Despite heavy downpours across South Africa, not enough rainfall has been received to fill some dams.
Hydrologist, geologist and palaeontologist Dr. Gideon Groenewald said the current rainfall received in drought-stricken areas across the country may appear to be sufficient, but it was not.
Groenewald said in places like Makhanda, formerly known as Grahamstown, and Graaff-Reinet where over 40mm of rain was received, the dams were still empty.
South Africa’s Department of Water and Sanitation said the rains in Gauteng, parts of Mpumalanga and Limpopo also failed to improve the country’s water situation, with dam levels still dropping by one percent weekly.
National dam levels have dropped from 57.6% to 56.1% this week.

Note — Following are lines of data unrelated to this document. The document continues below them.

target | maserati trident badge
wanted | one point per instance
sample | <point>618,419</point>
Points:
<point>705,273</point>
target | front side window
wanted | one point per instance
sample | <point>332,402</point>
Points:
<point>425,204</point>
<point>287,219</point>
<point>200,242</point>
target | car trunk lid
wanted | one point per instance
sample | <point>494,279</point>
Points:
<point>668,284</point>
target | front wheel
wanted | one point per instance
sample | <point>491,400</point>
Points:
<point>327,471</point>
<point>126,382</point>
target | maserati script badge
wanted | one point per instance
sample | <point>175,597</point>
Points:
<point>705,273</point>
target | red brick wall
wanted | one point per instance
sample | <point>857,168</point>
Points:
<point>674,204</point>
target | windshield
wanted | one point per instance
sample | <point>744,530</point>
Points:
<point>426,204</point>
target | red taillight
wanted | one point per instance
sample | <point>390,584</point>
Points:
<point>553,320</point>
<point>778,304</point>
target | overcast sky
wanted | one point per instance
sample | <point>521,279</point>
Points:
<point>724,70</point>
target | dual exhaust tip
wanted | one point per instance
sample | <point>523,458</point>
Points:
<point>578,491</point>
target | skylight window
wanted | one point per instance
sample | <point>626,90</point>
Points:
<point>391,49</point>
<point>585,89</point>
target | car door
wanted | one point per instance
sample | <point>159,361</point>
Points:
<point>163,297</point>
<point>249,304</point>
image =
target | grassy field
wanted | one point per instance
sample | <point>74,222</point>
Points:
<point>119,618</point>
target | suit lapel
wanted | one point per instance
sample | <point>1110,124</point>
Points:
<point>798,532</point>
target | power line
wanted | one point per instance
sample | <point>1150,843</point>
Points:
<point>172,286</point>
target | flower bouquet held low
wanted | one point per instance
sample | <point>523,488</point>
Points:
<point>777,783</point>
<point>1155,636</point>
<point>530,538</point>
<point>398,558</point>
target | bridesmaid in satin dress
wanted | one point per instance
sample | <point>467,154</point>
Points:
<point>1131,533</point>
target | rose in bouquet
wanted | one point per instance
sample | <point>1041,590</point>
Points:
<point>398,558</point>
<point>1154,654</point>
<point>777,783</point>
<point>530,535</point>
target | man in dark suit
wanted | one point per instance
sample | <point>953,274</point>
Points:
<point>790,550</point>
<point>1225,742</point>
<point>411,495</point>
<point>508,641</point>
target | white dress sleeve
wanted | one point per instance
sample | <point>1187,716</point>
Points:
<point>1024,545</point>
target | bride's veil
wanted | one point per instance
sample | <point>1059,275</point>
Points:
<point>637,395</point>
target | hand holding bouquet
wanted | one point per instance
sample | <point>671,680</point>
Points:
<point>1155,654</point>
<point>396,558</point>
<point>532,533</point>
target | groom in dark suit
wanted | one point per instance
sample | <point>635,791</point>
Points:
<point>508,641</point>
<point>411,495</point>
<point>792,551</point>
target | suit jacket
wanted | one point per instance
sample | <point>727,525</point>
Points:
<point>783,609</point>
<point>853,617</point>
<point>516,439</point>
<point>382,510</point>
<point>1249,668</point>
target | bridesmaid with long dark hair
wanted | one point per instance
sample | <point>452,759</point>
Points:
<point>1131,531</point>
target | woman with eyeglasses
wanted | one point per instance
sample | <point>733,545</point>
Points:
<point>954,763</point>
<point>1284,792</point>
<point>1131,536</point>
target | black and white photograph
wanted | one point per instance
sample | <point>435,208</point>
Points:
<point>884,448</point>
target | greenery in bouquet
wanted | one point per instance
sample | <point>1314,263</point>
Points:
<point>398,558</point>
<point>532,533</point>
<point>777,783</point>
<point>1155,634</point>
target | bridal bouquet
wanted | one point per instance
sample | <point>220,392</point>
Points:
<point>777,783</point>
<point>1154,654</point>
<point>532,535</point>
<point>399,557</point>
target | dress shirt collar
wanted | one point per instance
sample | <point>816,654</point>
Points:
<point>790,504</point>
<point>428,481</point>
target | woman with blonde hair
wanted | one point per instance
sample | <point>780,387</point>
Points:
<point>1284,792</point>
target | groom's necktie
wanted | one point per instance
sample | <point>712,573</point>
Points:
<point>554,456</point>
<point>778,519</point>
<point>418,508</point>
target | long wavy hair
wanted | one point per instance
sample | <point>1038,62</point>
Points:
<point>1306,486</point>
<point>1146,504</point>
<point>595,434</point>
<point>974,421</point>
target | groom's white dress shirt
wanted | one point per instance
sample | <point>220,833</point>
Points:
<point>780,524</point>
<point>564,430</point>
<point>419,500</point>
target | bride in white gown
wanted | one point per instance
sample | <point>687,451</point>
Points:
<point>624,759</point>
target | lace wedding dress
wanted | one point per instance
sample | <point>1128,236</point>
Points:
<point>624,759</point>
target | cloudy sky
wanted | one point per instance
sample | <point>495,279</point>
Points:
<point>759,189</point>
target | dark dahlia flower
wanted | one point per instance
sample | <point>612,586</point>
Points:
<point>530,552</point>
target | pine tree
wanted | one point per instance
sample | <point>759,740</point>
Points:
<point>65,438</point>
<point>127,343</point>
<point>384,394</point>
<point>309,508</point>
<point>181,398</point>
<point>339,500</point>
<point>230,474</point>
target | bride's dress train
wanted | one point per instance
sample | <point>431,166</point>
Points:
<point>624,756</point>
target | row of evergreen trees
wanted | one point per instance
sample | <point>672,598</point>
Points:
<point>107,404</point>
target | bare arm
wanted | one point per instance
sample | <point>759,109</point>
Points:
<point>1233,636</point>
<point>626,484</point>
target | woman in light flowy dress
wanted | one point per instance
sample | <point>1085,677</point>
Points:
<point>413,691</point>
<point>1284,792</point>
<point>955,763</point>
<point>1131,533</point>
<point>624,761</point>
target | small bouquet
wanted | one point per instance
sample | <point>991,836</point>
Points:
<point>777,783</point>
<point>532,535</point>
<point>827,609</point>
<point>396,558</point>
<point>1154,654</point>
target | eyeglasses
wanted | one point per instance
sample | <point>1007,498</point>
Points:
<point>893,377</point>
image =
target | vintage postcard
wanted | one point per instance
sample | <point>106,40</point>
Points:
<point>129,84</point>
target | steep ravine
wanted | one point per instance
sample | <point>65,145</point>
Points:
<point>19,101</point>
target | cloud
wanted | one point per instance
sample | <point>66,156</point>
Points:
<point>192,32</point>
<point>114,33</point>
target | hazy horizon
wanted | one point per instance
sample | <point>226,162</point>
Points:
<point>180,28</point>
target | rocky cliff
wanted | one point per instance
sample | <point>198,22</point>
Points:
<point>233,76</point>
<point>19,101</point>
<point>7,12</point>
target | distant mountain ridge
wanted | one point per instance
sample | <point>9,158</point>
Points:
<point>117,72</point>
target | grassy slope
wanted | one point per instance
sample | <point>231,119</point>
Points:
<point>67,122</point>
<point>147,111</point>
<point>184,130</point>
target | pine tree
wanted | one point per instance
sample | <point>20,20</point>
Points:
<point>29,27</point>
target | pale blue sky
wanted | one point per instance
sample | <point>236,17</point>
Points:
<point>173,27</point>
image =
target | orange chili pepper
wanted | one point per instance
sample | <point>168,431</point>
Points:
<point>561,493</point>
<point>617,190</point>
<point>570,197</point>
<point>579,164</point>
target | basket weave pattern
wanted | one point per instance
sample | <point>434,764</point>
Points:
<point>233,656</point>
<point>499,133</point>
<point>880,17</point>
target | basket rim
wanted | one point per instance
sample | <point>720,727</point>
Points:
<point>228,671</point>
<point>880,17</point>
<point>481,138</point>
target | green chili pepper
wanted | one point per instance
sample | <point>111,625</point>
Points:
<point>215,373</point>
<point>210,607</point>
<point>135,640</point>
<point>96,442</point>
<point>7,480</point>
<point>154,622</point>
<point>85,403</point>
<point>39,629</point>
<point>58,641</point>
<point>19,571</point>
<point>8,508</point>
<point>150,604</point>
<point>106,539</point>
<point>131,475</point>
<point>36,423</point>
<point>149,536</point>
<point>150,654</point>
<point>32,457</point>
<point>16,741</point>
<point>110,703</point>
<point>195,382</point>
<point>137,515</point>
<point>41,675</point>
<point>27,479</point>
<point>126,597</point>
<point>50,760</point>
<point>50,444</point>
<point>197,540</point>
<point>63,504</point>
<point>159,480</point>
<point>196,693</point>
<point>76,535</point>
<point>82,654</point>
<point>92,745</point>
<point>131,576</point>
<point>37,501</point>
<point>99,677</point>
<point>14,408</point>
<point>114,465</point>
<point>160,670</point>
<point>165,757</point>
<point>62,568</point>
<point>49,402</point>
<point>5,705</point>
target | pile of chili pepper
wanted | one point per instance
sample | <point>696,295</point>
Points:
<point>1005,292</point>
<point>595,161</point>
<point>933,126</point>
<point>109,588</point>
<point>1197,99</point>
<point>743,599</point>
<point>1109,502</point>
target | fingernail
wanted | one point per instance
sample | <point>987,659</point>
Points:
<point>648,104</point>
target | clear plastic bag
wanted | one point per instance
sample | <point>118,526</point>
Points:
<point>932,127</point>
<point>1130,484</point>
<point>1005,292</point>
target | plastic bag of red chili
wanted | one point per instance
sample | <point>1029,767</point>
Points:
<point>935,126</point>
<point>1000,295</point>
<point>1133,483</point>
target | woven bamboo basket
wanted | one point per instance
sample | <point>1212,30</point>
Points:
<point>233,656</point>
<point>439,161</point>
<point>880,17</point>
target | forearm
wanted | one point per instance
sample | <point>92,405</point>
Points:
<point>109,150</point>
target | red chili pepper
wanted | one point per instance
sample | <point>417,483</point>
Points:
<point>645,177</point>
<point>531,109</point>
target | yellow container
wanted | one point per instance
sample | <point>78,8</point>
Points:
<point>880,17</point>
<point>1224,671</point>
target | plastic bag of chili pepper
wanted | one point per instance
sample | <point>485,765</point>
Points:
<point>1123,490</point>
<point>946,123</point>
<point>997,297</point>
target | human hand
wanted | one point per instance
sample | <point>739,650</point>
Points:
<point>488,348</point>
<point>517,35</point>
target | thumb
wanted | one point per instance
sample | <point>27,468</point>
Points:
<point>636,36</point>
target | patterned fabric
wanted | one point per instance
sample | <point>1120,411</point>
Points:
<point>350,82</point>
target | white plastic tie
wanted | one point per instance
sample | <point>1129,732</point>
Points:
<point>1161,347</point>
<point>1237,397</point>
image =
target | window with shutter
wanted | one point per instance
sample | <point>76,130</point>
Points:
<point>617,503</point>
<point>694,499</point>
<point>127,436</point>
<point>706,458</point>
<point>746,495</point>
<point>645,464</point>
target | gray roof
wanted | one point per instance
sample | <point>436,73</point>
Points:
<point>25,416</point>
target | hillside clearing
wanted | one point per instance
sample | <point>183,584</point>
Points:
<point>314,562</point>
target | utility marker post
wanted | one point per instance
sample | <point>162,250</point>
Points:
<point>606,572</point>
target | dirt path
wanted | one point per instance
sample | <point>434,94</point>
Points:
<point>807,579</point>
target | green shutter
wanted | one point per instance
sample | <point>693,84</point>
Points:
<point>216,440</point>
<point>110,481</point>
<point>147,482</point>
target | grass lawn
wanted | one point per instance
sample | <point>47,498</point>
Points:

Department spokesperson Sputnik Ratau said hydrologists attributed this state of affairs to the heavy rains falling in regions that have little or no catchment areas.
“The latest report that was issued by the department suggests the heavy rains only had an impact on smaller dams in regions that did not have sufficient catchment areas to harness rainwater,” said Ratau.
An overview report by the department shows that overall, at the national level, dams are still at a lower average level and still falling slightly despite a few increases.
“Dams in the Eastern Cape, KwaZulu-Natal, Western Cape and Lesotho continued their modest decreases, while significant drops were recorded in the Free State and Western Cape. The Western Cape has entered its dry summer hydrological season until May next year. Dams in Mpumalanga, upper Limpopo and the northern Free State will benefit from the Gauteng run-off over the next week,” according to the report.
“The weekly report painted a gloomy picture of the water situation in the Eastern Cape, where vast parts of the region are experiencing extremely dry conditions to a complete drought. Regions under stress are Butterworth, towns falling under the Chris Hani District Municipality and eight others under the jurisdiction of Joe Gqabi,” Ratau said.